Pontet-Canet: Three Eras of the Same Character
Three vintages of Château Pontet-Canet from Pauillac -2005, 2010, and 2014- in the same cellar. That’s not a coincidence.
Pontet-Canet is one of the most talked-about Cinquième Grand Cru Classé wines in the Médoc. Since the Tesseron family shifted to biodynamic farming, their wines started earning scores that no Pauillac at their classification level had ever seen. The 2010, in particular, received 100 Parker Points and that means something, even if you don’t care about scores.
Having all three vintages at the same table lets you understand how a wine changes over time and how it stays true to itself at the same time.
The Italian Heart of the Cellar
If the French wines are the formal backbone of the wine list, the Italians are what make it breathe.
On the shelves you’ll spot labels from Barolo, Brunello di Montalcino, Chianti Classico and crucially, these aren’t the easy names you throw in to fill a page. The Grand Vin Bordeaux wooden cases peeking out between the bottles tell you someone has thought seriously about capacity and storage. WeSud’s cellar isn’t decorative. It works.
For the guest who wants to drink something Italian with depth and character -without having to explain why- this section of the list feels like home.
Burgundy: For Those Who Know What They’re Looking For
Among the cellar photographs, bottles of Burgundy stand out Nuits-Saint-Georges, Vosne-Romanée, labels carrying the characteristically fine print of Burgundian domaines.
Burgundy on a restaurant wine list says a great deal. It’s not easy to manage. These wines need the right temperature, the right moment, the right glass. If someone has invested in these labels, it means they believe their guests know what they’re ordering or that there’s someone nearby to help them find out.
Burgundy’s Pinot Noir is the most demanding wine you can open. And the most rewarding, if you give it the attention it deserves.
The White Wine Hiding on the Shelves
One detail that’s easy to miss: the Chardonnay bottles with the orange labels sitting in a row in the cellar.
Their presence makes one thing clear at WeSud, white wines don’t play second fiddle. A good Chardonnay, especially one from a terroir with real personality, can bring something to the table that no red can: freshness and complexity at the same time.
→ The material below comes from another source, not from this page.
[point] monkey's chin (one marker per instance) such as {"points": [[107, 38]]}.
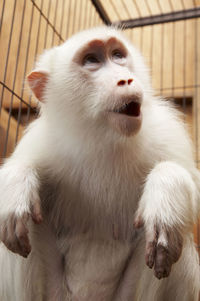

If you only order white wine in summer “because that’s what you do,” WeSud’s cellar is a good reason to change that habit.
How to Choose From a List Like This
A list with this kind of range can feel daunting. It doesn’t need to.
The best approach is to say what you’re eating, what you generally enjoy, and let someone who knows guide you from there. At WeSud, the wine list feels like it’s there to be used, not admired. After all, what’s the point of having three vintages of Pontet-Canet if nobody ever opens them?
Wine wins when it reaches the right table. Not the most expensive one, the right one.
Why This Cellar Deserves an Evening of Its Own
At the end of the day, WeSud’s wine list isn’t just a list of prices and labels.
It’s a statement of intent. Someone has read, traveled, tasted, and chosen. From Pomerol to Pauillac, from the rolling hillside vineyards of Burgundy to Italian terroirs that few people explore, the list has coherence. It’s not a marketplace, it’s not a showroom. It’s the cellar of someone who genuinely loves wine and wants to share it. That’s what you feel when you sit down, open the menu, and start reading.
And that feeling -that someone has already thought about what you’ll drink tonight- is rare.